A scam on EBay Inc, the largest Internet auctioneer, that duped users out of US$880,000 for computers they bid on and never received has netted a Connecticut woman a four-year, nine-month jail sentence.
US District Court Judge Nathaniel Gorton also ordered the woman, Teresa Smith, to repay US$857,776 to buyers of the computers she never shipped and fined her US$10,000. Smith, 25, pleaded guilty on Dec. 20 to five counts of mail fraud and five counts of wire fraud, according to a statement from the office of US Attorney Michael Sullivan.
Sullivan said the scheme appeared to be the largest case of Internet auction fraud ever prosecuted. Sullivan claimed Smith, who also went by the name Teresa Iaconi, sold computers to 350 individual buyers through Internet auction sites from April 2001 to last October.

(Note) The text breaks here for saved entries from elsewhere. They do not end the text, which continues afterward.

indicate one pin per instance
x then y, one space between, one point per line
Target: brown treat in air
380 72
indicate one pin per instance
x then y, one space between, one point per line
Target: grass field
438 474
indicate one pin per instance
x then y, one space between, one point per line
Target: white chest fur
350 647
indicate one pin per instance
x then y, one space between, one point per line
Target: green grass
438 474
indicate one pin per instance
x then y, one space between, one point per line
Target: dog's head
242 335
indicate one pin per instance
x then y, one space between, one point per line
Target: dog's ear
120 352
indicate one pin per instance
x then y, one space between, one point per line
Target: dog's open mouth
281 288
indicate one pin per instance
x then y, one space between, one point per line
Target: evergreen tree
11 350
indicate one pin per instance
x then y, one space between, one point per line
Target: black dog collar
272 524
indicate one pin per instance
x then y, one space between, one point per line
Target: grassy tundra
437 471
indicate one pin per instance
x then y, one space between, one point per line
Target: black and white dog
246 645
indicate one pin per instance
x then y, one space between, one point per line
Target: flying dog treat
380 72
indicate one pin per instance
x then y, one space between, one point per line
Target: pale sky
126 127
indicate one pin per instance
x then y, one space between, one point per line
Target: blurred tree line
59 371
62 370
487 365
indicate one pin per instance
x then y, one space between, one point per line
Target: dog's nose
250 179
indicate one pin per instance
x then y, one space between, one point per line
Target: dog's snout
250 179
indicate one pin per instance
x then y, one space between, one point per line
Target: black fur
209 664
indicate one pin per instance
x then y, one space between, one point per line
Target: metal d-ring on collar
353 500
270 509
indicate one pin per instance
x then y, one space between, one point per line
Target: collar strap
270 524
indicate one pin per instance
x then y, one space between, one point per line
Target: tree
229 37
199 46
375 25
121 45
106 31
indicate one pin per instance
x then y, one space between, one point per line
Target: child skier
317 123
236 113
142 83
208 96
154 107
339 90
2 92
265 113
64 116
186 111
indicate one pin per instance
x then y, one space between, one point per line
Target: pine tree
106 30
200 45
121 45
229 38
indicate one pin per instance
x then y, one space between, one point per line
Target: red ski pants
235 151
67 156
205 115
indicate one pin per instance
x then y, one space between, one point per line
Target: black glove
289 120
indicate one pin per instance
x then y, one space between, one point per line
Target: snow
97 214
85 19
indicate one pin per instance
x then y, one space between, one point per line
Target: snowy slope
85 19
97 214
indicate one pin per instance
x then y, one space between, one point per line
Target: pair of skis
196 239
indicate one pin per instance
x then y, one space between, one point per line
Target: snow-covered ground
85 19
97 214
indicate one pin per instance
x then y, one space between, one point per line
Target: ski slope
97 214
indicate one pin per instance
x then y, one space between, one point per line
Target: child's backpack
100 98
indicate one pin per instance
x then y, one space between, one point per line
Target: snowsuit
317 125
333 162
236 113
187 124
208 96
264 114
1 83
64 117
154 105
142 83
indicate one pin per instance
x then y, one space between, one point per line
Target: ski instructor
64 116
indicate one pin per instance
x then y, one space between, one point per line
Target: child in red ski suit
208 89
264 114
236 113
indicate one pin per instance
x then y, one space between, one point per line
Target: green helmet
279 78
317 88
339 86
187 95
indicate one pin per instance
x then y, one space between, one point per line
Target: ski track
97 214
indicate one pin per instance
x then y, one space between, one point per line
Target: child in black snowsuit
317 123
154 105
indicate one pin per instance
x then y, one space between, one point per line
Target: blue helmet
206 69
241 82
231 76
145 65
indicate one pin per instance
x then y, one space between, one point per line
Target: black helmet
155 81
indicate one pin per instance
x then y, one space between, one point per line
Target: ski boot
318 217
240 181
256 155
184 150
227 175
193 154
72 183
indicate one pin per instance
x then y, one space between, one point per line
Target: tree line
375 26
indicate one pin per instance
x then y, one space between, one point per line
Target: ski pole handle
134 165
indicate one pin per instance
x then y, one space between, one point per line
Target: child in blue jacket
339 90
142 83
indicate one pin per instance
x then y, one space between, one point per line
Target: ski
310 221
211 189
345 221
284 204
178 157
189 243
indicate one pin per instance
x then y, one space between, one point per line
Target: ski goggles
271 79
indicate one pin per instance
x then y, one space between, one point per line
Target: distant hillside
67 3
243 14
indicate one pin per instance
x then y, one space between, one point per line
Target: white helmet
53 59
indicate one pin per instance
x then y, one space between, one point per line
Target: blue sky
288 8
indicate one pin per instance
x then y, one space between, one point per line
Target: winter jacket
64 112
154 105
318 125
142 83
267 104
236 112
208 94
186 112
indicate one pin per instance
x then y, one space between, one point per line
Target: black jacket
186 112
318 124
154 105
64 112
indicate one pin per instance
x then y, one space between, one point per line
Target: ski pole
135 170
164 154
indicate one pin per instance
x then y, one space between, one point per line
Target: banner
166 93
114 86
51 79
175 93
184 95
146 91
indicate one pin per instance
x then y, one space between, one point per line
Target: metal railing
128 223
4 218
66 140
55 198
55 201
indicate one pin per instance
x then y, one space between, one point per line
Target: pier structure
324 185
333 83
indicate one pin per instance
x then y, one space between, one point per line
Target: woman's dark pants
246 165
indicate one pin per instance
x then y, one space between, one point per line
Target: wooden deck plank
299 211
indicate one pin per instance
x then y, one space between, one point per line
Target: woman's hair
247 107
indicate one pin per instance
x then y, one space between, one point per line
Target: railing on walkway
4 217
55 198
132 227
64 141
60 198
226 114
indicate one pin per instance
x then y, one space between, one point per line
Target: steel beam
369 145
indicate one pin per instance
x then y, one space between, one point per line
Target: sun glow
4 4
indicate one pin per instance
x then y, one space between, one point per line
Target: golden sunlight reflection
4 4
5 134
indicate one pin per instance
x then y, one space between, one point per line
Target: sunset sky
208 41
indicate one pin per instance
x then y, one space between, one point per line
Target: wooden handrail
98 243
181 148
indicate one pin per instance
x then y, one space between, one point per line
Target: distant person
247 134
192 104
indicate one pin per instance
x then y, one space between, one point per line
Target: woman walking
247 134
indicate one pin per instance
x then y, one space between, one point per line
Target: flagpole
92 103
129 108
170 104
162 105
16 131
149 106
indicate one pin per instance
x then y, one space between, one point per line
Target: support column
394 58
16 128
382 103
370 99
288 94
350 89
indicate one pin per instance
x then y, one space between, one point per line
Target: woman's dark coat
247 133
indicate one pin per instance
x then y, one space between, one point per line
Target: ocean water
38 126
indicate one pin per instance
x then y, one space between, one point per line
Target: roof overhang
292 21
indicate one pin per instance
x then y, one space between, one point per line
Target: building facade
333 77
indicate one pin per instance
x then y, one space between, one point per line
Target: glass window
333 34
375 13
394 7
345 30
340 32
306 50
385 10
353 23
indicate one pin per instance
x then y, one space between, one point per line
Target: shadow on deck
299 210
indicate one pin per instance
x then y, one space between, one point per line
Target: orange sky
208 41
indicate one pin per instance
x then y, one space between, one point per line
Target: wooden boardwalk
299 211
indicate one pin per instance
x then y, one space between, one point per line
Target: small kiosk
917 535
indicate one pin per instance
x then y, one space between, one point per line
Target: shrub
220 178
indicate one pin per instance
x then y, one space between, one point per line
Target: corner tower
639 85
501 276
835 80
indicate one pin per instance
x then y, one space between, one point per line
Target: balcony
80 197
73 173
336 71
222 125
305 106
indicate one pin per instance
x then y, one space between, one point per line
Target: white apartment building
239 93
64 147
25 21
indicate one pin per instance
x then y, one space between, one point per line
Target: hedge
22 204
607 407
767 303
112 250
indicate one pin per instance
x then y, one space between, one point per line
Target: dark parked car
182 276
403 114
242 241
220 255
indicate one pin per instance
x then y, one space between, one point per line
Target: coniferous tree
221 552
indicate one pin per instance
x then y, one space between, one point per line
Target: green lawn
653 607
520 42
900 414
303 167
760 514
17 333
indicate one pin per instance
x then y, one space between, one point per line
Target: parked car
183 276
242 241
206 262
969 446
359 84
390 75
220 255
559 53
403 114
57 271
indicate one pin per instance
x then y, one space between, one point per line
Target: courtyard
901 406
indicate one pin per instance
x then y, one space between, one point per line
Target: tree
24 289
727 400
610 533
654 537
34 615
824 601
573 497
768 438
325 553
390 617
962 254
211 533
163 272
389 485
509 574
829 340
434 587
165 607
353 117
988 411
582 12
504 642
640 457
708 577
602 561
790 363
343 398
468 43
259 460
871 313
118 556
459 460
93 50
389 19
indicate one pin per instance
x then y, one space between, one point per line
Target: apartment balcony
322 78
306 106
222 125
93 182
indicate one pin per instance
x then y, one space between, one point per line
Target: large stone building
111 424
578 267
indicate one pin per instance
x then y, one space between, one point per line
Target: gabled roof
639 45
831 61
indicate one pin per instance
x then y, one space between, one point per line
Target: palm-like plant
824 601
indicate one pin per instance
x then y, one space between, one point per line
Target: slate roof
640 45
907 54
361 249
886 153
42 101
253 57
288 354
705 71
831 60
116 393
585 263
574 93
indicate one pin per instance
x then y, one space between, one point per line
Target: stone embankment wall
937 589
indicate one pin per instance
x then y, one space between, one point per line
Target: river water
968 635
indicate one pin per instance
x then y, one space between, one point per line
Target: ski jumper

"Smith defrauded many of these buyers," according to an indictment filed by Sullivan. "She required them to pay for the computers up front, never provided them with the computers she had promised them, and refused to refund their payments."
Online auction scams accounted for 90 percent of consumer complaints about Internet fraud last year, according to the National Consumer League. People lost more than US$13 million to auction fraud last year, the group said last month.
EBay has said confirmed cases of fraud amount to less than one-one hundredth of 1 percent of all listings on its site. EBay spokesman Kevin Pursglove said the company hasn't released other fraud figures.
The company maintains a user feedback system by which buyers and sellers detail positive or negative dealings with others and employs workers to investigate and prevent fraud. Users with high negative feedback are suspended from bidding or selling on EBay.
The company also is testing software to detect criminal activity, Pursglove said.
Sullivan's indictment said Smith built up positive feedback by selling and delivering computers for at least US$500 below what she paid. Later buyers wouldn't receive their purchases, the charges said.